I encourage you to choose liberally from the course book of life. Cross disciplines at every turn, because the world’s most complex problems are tougher than Einstein’s to solve and their solutions will arise from thoughtful, multidisciplinary teamwork. I hope you welcome being drawn out of your shells by teachers and mentors who are passionate about their work and leave you with just enough intellectual discomfort to make you think, think hard, and think always. A healthy skepticism is the enemy of propaganda, dogmatism and self-righteousness, and the guardian of truth.
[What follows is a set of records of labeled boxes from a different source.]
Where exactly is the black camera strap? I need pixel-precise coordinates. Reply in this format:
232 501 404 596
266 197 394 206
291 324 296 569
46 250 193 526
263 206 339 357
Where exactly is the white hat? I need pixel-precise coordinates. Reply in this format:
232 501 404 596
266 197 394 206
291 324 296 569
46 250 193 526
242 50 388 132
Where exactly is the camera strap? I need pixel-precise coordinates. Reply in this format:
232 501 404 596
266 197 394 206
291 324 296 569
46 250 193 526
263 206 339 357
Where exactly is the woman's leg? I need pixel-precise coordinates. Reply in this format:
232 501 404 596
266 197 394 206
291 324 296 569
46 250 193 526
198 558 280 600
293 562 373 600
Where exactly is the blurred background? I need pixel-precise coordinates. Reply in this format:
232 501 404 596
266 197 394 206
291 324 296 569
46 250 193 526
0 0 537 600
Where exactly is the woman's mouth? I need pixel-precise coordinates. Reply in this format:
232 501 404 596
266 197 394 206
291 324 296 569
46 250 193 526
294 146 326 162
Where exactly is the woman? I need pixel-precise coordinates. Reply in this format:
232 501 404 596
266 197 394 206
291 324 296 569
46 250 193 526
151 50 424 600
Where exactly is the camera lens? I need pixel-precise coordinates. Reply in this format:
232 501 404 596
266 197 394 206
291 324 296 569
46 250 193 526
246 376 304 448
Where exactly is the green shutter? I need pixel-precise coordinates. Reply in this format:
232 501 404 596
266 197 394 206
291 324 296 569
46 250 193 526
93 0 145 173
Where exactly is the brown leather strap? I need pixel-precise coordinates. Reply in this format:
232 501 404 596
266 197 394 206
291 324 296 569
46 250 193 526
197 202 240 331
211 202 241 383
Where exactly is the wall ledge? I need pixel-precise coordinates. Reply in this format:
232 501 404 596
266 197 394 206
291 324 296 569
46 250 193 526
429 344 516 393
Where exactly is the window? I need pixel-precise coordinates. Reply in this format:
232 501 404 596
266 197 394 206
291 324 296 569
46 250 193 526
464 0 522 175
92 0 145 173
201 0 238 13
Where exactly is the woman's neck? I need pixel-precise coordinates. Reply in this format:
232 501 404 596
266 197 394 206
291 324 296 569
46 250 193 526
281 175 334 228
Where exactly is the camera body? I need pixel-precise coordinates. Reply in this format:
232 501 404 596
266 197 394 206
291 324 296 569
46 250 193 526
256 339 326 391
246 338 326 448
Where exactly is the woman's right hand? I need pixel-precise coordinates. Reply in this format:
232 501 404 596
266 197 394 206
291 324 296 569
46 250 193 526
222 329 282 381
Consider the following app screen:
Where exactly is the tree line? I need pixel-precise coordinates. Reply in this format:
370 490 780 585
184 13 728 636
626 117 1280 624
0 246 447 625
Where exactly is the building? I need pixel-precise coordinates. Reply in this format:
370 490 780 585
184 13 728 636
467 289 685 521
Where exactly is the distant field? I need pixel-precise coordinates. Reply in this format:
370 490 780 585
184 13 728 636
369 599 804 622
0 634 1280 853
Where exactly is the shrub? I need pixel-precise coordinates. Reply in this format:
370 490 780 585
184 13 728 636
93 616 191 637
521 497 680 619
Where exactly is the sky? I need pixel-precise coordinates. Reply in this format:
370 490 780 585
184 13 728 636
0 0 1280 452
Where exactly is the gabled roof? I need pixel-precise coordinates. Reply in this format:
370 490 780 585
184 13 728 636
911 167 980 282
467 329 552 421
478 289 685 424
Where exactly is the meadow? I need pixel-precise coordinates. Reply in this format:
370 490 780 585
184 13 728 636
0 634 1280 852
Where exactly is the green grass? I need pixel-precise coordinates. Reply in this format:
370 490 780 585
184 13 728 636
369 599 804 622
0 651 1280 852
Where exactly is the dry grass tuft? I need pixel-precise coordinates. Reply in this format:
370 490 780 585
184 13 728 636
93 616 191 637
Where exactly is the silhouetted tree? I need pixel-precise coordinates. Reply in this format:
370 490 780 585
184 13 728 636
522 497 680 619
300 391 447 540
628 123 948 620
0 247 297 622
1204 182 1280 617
And so we return. Commencement means the 'beginning.' Remember a toothbrush, laundry detergent, deodorant, an umbrella, and the chargers for the many electronic devices on which you rely. Speak softly and carry a stick only as big as you can carry the rest of your life, unassisted. And above all else, return not for the July 4th parade, but for your own parade in a long life of intellectual inquiry accompanied by friends whose journey in common with yours will become your greatest treasure.

Thank you, good health, and good night!